From gpt2-experiments to qwen3-experiments-rs
A look back at several weeks of code, Rust, assembly, and kernels in metal or vulkan.
From GPT-2 to Qwen3
After exploring the fundamentals with GPT-2, the next step is local inference of modern models: Qwen 3, both dense and MoE.
The goal is not just to "make it run", but to understand the real bottlenecks.
The Finding: Bandwidth, Not FLOPs
Local CPU inference is not a matter of FLOPs, but of memory bandwidth.
Benchmarking a Mac Studio M3 Ultra reveals a fascinating fact: it is an incredible machine, but the CPU is limited by the hardware. It physically cannot access the full theoretical bandwidth (the famous 800GB/s).

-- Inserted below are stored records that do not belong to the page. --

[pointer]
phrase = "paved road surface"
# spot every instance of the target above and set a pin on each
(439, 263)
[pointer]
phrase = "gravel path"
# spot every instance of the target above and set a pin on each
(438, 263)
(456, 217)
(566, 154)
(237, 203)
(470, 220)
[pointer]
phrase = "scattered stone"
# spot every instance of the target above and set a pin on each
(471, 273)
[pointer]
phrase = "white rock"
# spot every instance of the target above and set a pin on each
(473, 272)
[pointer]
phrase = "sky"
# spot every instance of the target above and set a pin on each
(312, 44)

Even with an impressive memory controller and SLC (System Level Cache), for pure CPU workloads, other architectures can paradoxically offer more "plumbing".
The DRAM Wall in Numbers
Measurements on Qwen3 clearly show the DRAM bandwidth wall:
| Precision | Bits/weight | Decode tok/s |
|---|---|---|
| BF16 | 16 | 2.83 |
| INT8 | 8 | 5.35 |
| Q4 | 4 | 9.69 |
Token throughput is almost linearly proportional to the reduction in bits per weight. This is the signature of a purely memory-bound regime.

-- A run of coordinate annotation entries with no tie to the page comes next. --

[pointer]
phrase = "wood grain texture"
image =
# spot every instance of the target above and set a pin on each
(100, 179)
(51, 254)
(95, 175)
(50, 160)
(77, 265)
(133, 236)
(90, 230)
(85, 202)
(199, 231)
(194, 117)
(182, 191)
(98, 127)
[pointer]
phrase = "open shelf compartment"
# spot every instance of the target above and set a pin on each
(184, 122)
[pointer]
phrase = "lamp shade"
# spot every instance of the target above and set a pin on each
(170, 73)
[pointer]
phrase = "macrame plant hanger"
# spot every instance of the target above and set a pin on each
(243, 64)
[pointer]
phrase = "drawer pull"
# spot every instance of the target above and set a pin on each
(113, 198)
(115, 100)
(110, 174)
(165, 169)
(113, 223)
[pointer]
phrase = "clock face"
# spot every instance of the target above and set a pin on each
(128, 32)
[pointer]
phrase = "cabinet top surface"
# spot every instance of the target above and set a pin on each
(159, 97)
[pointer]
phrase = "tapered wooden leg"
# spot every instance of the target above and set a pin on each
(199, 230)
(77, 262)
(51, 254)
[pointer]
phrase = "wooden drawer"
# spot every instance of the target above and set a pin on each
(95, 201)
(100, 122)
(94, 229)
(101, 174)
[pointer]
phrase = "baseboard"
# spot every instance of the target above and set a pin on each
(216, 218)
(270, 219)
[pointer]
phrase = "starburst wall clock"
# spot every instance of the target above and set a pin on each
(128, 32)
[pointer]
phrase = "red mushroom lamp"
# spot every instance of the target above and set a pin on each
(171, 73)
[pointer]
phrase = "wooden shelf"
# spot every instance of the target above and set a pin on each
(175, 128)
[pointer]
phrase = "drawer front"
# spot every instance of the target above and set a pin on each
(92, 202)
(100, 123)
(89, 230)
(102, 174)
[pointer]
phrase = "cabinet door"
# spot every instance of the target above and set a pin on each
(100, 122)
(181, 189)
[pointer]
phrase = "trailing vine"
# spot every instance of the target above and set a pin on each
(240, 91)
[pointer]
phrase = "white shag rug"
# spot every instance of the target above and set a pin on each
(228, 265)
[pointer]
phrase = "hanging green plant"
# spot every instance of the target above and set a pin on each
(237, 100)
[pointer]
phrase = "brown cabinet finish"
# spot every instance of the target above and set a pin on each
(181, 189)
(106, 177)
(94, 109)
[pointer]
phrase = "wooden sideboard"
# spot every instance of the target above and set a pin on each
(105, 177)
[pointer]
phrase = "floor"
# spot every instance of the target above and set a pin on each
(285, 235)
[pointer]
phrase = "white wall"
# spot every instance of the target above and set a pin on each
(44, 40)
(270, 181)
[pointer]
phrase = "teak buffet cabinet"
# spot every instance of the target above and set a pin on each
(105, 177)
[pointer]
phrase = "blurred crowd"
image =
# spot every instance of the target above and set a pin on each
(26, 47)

From Experimentation to Product
There is enough material for several articles, but the focus is shifting: moving from pure experimentation to building a product usable by everyone.
This is the only way to make these discoveries concrete.
Experiments continue in the background (memory reorganization, new avenues), but consolidation comes first.